P-024: Early outcomes and therapy modification strategies in Multiple Myeloma patients treated with teclistamab, CD3XBCMA BITE; a single center experience.
Assistant Professor University of Connecticut, UCONN Health Farmington, Connecticut, United States
Introduction: Cellular therapies in Multiple Myeloma have gained attention in recent years with the first commercially available Bispecific T-cell Engaging Monoclonal Antibody (BITE), CD3XBCMA teclistamab being approved for use for patients with relapsed disease following four or more lines of prior therapy in 2022. The impact of early treatment frequency modification as well as predictive immune markers of response are incompletely understood in this patient population. We aimed to assess and characterize early responses to teclistamab in our patient population as well as understand genomic profiling related mutations identifiable through commercially available assays in predicting treatment response.

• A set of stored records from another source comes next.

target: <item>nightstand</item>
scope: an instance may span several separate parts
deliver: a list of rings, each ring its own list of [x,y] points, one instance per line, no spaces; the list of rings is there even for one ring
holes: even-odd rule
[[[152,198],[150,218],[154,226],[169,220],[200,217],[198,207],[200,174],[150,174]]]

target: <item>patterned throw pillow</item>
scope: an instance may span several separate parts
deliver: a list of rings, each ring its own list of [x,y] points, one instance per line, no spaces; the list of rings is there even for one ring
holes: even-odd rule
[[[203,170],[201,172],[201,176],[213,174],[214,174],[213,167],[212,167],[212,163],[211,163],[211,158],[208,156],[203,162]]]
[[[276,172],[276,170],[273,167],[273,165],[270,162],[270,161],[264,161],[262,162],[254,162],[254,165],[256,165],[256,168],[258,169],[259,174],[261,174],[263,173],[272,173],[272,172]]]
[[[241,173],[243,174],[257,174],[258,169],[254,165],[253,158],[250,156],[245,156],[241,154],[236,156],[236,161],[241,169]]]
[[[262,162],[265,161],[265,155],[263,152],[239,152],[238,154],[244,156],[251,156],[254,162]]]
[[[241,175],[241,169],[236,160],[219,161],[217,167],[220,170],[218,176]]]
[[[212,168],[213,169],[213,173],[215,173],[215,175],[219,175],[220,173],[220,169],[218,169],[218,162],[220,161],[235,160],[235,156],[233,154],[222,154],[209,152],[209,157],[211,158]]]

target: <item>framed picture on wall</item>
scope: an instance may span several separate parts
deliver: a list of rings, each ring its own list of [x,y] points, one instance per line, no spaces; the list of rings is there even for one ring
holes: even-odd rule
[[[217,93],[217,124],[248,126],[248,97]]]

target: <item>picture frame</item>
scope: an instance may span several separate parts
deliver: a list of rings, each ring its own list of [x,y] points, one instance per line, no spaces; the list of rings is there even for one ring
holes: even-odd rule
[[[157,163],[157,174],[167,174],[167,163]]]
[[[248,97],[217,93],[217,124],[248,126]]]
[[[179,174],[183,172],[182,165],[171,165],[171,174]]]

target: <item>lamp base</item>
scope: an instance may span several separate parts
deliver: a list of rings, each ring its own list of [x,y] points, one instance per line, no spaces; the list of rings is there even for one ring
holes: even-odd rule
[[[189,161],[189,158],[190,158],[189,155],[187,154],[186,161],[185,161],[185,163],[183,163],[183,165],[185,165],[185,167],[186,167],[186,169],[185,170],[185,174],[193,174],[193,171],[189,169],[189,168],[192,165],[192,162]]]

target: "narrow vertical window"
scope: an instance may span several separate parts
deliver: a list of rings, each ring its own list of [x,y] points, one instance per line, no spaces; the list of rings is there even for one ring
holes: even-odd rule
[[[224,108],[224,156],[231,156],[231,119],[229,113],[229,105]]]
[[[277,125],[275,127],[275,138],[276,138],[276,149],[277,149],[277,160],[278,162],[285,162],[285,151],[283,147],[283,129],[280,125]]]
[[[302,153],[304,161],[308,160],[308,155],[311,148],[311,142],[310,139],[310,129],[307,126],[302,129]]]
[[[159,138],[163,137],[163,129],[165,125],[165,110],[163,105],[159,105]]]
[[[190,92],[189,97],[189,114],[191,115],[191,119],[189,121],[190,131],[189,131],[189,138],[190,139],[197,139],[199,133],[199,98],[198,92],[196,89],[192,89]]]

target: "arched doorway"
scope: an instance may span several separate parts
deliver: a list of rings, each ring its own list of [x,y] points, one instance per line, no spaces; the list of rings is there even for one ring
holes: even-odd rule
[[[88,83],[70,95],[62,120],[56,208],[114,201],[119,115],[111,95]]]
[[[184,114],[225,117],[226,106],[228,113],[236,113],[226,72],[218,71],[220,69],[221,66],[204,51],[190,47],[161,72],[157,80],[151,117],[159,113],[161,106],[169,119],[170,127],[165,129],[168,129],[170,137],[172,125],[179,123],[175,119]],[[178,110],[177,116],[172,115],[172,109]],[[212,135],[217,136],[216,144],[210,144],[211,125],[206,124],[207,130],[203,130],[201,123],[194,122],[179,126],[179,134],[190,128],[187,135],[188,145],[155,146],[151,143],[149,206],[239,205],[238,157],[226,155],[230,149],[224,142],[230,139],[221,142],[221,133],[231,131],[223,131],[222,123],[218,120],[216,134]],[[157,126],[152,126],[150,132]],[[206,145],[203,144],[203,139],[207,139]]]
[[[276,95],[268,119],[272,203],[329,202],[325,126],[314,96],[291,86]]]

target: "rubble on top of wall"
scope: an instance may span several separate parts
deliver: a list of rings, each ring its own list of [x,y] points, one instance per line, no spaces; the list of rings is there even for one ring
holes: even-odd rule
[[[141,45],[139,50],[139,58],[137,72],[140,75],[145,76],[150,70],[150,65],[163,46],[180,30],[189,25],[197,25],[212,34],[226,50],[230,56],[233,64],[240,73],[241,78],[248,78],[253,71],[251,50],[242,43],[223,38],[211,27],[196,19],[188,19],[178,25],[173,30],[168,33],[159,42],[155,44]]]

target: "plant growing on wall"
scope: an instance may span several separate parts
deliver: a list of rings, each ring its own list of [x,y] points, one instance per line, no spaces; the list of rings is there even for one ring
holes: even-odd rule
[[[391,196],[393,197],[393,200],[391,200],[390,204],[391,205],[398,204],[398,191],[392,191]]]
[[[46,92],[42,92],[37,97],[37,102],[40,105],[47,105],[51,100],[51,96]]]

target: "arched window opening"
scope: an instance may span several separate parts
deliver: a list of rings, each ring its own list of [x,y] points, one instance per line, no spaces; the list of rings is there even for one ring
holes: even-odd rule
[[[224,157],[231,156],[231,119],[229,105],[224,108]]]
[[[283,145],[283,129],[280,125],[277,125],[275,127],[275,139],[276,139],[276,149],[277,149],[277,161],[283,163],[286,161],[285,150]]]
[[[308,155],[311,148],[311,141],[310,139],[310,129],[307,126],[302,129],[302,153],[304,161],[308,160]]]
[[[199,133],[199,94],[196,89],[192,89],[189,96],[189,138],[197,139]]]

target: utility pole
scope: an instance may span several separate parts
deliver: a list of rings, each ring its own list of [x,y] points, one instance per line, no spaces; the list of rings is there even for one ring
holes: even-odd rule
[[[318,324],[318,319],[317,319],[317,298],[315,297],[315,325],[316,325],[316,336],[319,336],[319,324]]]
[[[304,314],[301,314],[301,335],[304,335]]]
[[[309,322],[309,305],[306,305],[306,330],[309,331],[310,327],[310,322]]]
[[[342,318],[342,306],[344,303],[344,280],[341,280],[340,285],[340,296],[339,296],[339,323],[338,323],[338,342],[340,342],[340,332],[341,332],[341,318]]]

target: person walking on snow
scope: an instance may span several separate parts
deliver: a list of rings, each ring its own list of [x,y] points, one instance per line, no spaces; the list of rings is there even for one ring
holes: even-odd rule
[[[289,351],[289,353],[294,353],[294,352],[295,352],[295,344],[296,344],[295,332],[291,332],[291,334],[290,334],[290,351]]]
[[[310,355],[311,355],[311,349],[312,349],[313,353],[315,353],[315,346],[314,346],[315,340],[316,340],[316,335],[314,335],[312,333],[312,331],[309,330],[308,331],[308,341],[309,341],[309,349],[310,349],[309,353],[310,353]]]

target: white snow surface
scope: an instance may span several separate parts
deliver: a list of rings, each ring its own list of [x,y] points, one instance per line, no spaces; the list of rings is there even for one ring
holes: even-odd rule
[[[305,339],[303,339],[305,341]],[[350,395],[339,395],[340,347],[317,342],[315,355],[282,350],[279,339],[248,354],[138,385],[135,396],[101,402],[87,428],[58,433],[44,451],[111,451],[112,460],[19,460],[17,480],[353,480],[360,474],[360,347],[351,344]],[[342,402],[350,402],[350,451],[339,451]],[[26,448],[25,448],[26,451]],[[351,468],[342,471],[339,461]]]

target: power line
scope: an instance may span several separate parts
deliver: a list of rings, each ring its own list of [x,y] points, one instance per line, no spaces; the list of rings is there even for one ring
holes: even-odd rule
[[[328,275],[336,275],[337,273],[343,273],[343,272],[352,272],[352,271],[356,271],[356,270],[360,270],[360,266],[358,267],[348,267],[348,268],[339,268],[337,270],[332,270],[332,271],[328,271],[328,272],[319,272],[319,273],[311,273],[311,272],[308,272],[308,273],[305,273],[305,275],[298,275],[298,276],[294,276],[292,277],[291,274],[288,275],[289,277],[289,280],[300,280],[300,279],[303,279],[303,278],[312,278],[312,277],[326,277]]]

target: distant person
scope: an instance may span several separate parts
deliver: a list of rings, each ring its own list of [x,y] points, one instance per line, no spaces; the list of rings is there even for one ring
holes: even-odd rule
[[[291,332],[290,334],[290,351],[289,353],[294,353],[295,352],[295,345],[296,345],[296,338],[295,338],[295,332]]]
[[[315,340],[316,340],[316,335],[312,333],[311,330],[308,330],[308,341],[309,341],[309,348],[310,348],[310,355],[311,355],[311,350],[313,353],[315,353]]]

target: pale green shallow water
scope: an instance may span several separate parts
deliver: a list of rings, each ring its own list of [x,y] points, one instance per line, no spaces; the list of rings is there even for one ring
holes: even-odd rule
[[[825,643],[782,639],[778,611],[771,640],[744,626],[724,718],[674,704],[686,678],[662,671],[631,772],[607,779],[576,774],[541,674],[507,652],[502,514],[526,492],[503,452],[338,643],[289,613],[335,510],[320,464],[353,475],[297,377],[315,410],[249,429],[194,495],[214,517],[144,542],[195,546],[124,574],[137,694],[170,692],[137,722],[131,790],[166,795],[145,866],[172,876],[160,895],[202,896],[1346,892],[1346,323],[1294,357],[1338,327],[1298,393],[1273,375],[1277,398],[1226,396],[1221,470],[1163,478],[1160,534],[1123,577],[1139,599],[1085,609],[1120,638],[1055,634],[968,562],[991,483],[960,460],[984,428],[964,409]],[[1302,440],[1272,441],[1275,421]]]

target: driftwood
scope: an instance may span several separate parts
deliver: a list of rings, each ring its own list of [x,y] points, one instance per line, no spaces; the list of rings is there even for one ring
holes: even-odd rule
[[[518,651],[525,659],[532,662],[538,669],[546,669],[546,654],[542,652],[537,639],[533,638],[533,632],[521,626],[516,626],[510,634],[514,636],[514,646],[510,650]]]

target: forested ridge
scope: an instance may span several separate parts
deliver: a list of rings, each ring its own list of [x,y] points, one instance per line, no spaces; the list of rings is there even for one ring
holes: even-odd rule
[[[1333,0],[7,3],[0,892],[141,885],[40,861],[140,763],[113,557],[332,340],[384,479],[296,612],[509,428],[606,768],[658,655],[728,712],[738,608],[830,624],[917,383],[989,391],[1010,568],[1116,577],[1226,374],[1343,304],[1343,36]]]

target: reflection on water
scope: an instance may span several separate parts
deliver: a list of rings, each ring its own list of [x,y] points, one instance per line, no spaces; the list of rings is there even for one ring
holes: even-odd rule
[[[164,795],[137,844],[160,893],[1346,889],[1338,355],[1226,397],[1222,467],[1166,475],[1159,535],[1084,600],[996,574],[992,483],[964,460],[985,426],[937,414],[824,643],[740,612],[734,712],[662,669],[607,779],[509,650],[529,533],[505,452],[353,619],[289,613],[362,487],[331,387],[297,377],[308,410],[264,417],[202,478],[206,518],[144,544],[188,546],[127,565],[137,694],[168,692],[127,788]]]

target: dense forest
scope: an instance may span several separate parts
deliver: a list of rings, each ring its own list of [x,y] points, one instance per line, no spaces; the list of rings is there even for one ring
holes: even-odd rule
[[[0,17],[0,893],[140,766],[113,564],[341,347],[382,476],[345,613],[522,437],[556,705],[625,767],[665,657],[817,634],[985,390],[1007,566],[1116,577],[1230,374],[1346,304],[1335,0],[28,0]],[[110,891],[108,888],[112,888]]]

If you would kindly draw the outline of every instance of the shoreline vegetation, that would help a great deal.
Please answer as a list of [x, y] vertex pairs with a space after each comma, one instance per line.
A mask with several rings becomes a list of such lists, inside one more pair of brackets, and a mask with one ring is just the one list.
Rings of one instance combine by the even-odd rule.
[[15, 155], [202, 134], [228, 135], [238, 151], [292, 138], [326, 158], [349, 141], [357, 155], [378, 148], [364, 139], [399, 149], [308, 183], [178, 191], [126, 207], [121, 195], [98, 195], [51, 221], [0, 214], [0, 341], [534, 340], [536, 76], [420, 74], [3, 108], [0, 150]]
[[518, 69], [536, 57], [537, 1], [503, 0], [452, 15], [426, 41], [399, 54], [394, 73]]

Methods: Nine patients who were treated at our health center with teclistamab between November 2022 and February 2023 were included in this analysis. Patients’ baseline characteristics, markers of disease response including hematologic, bone marrow molecular, evaluable minimal residual disease (MRD) at three months post dose escalation completion were abstracted. ClonoSEQ ® and Tempus xT ® 648 gene DNA NGS panel were utilized for MRD tracking and genomic profiling respectively.
Results: The median age of the patient population was 75 years (41-81) and the median number of prior lines being 6(4-9). 3 patients had IMWG defined high risk FISH abnormalities and 2 patients had EMP prior to therapy. Mean Absolute Lymphocyte Count prior to therapy was 1.16 (x10^3/ul). 7 patients had cytokine release syndrome (CRS) event while 1 patient had immune effector cell related neurotoxicity (ICANS) event. None of the CRS or ICANS events were grade 3 or higher. Mean absolute CD4 count and CD8 count prior to therapy was 550/cu mm and 622/cu mm. At the 3-moth evaluation, 3 patients had achieved a CR, with 2 being stringent CR, MRD- . 1 VGPR, 2 PR and 3 PD were also observed. Of the 3 patients with CR, 2 patients were treated with Q2 weekly dosing immediately following the dose escalation cycle due to patient tolerance issues, one of whom had also achieved a stringent CR. Amongst all patients with response at the 3-month bone marrow evaluation, 1 patient had DNA damage related mutation (CHEK2) whilst 2 had residual CHIP mutations (TET2 and DNMT3A) with prior exposure to multi-agent antineoplastic therapy (DNA damage agents).
Conclusions: In our limited patient dataset, 6 (66.7%) patients had achieved an early best response of PR or higher, consistent with clinical trial data. Despite treatment frequency modification, two patients achieved a CR with one patient achieving a stringent CR at the 3-month evaluation. Further studies are needed to assess response adapted treatment frequency modification as well as study genomic perturbations that can alter the function of immune cells (T cells) and impact response to BITE.